The half-day workshop Network for Digital Methods in the Arts and Humanities (NeDiMaH) that took place in Room 122, West Wing was more of a short paper session than an actual (interactive) workshop: nine presentations by eleven lecturers provided a broad overview over different projects using ontology based annotation of digitized data like texts or audio and video files.

The workshop was organized by Emil-Christian Ore (University of Oslo), Sebastian Rahtz (University of Oxford), and Øyvind Eide (University of Oslo). Emil-Christian Ore was chairing the workshop, monitoring the tight schedule and coordinating the discussions after every presentation.


(photo 2: Emil-Christian Ore, one of the organizers)

Between 9 a.m. And 12.30 p.m., the following topics where addressed in ten-minute-presentations:

  • The Open Annotation Ontology: Applications in Textual Scolarship by Robert Sanderson (Los Alamos National Laboratory)
  • Annotation Collaboration (AOC) Data Model by Jane Hunter (University of Queensland)
  • RDF for a Dymnamic Literary Studies Collaboratory: A Pragmatic and Incrementalist Approach by Susan Brown and Mariana Paredes-Olea (University of Alberta)
  • Annotation and Ontology in Most Humanities Research: Accommodating a More Informal Interpretation Context by John Bradley (King’s College London)
  • Criss-crossing Wittgenstein’s Nachlass by James Matthew Fielding (Université Paris I)
  • Ontologies in Digital Humanities: Without Limitations? by Amélie Zöllner-Weber (University of Bergen)
  • The Hellespont Project – Integrating Different Sources for Ancient History in a Virtual Research by Agnes Thomas and Francesco Mambrini (University of Cologne)
  • Using Centrality-Analysis for Keyword-Graphs by Josephy Wang (University Innsbruck)
  • Towards a New Kind of Research in the History of Science: Annotation of Ampère’s Corpus by Marco Segala (Universityof L’Aquila)

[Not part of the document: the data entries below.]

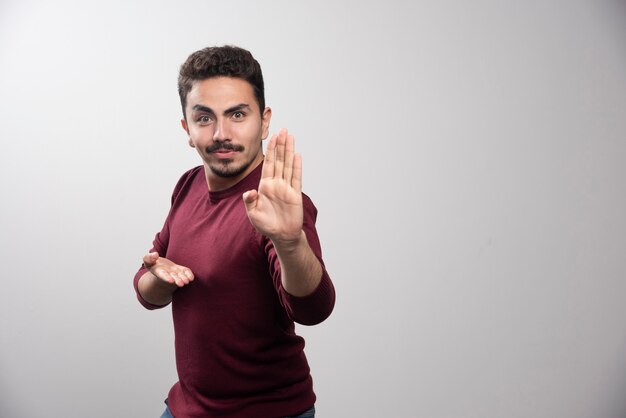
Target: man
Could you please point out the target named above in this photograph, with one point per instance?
(238, 256)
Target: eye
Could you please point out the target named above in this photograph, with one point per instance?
(204, 119)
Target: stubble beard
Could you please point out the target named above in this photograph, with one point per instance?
(227, 169)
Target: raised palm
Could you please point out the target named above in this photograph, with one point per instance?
(275, 210)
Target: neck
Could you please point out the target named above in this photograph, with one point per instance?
(218, 183)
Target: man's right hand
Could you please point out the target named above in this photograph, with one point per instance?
(167, 271)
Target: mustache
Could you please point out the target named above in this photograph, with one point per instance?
(220, 145)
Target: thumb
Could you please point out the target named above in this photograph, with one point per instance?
(149, 259)
(249, 199)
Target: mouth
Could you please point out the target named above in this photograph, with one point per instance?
(221, 150)
(224, 153)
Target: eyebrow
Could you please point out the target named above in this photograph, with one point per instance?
(202, 108)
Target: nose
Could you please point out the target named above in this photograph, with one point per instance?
(221, 131)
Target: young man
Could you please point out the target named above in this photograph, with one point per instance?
(238, 257)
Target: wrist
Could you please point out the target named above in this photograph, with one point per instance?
(288, 245)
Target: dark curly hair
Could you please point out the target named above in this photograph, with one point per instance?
(226, 61)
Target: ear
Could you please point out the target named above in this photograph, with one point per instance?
(183, 123)
(265, 122)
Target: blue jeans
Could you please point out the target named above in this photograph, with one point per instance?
(307, 414)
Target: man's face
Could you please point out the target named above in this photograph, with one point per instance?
(226, 127)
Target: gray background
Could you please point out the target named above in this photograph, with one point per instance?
(467, 159)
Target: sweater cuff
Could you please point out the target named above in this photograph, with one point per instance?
(314, 308)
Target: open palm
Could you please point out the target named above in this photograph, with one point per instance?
(275, 210)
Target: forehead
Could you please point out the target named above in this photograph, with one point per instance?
(221, 93)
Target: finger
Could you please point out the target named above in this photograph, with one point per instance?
(189, 274)
(296, 180)
(289, 153)
(279, 163)
(268, 163)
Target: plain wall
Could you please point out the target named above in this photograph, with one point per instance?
(468, 160)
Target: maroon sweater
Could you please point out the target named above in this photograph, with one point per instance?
(237, 353)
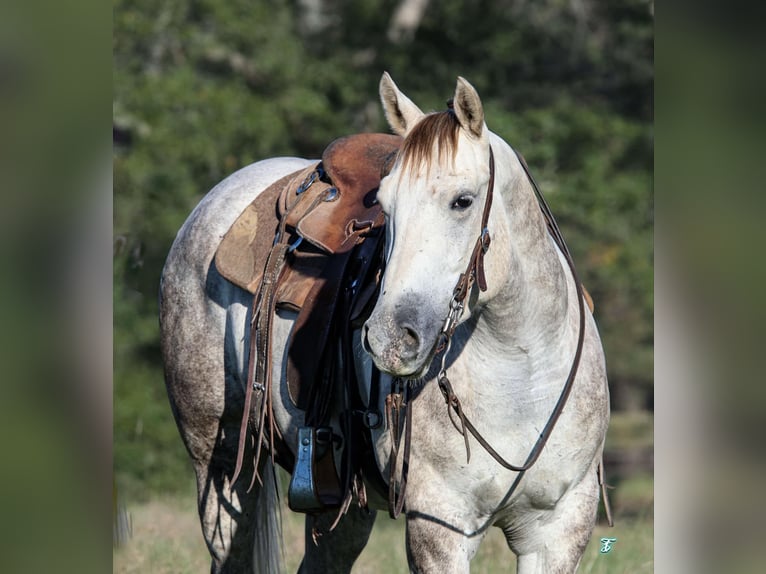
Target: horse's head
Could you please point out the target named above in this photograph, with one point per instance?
(434, 199)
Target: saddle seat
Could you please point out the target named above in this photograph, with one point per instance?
(326, 220)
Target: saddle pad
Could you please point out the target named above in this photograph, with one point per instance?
(242, 253)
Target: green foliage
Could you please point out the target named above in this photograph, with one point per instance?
(204, 87)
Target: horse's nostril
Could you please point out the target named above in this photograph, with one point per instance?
(410, 340)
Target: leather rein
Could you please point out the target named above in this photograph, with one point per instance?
(475, 273)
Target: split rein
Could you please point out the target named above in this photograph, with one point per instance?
(400, 395)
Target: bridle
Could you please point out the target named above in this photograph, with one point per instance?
(399, 396)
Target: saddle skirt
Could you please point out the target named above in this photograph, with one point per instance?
(323, 226)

Abstracts of the presentations can be found under

The participants of the workshop were able to get an impression of (the collaboration between) organizations concerned with developing ontologies and programmes for structuring and analyzing digitized data, problems that developers of ontologies may be confronted with, as well as some particular projects that use ontology based annotation for different purposes.

(Although the room, in which the workshop took place, provided enough space for the participants, the room layout could have been better: due to the position of the beamer, one third of the participants were not able to follow the Power Point Presentations properly. Regarding the technical side though, everything worked perfectly smoothly – credits go out to Gurpreet, who took care of connecting the lecturer’s notebooks to the projector.)